Empire State Mfg Svy (8:30) – Continued its plunge in September to a minus 10.41 from 5.85 in August. New Orders dropped more.
Business Inventories (10:00) – Business inventories rose 0.8 in July after a rise of 0.9 in June, however inventory/sales ratio slipped to 188.8.131.52
Consumer Price Index (8:30) – Rose 0.6% in August after no gain in July. The CPI excluding food and energy was up only 0.1%. Oil spiked 5.6% after a drop of 0.3% in July.
Industrial Production (9:15) – Dropped 1.2% in August after a 0.5% increase in July. Capacity utilization dropped to 78.2% from 79.2%.
Housing Market Index (10:00) –The NAHB housing market index rose 3 points in August to 40, the 5th straight gain. Big concern for builders includes a tight market and lack of building lots.
Housing Starts (8:30) – Rose 2.3% in August after a drop of 2.8% in July. Current pace is 750 million units, up 29.1% from a year ago.
Jobless Claims (8:30) –Dropped 30,000 in the October 6 week to 339,000 bringing the 4-week average down 11,500 to 364,000. Possible distortion here, we will see Thursday when we get revised numbers.
Philadelphia Fed Svy (10:00) –Improved to a minus 1.9 in September from minus 7.1 in August. New orders were positive.
Leading Indicators (10:00) –Dropped 0.1 % for the 3rd contraction in 5 months. A decline in ISM new orders had the greatest impact.
Existing Home Sales (10:00) – Jumped 7.8% in August to an annual rate of 4.82 million – all regions participating.
FACEBOOK (FB – $19.75):
FB slipped briefly below $20 late yesterday, then rebounded on increased volume. It is struggling to hold above $19.80 where it attracted buying September 26. A break below that level raises the possibility it will test its IPO low of $17.55 posted on September 4.
This is one of those situations that appeals to those guys/gals who buy for the long-haul – 3 to 5 years, so some buying can be expected here on down. Since a lot of holders have short-term losses, it may be a candidate for tax-selling before year-end – additional pressure.
Today: FB trying to stabilize above $19.50. Stock has attracted some buying, but buyers must get more aggressive to turn it up here. A move above$20 on increased volume is needed.

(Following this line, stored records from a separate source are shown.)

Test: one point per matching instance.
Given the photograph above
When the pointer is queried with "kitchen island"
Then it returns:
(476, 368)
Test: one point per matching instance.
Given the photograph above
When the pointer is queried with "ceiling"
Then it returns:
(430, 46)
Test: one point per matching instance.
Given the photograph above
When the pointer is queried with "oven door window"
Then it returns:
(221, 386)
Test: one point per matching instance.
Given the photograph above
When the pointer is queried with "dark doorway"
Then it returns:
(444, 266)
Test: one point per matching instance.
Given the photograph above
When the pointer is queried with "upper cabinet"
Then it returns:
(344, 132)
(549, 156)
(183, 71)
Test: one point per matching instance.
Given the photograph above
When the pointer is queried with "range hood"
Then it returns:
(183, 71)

I don’t own, nor have I ever owned FB. Generally, I don’t recommend or comment on individual stocks. I started covering FB technically after its IPO because on May 21, I felt at $34 it was very vulnerable in face of all the misunderstanding and hype. I warned of a drop to $24-26, which it did shortly thereafter. Following a rally back into the 30s, FB dropped into the low 20s where on August 2, I forecast a low of $16.88. On September 4, it hit $17.55, its low since its IPO at $38.
**Stock Trader’s Almanac
The writer of Investor’s first read, George Brooks, is not registered as an investment advisor. Ideas expressed herein are the opinions of the writer, are for informational purposes, and are not to serve as the sole basis for any investment decision. Readers are expected to assume full responsibility for conducting their own research pursuant to investment decisions in keeping with their tolerance for risk.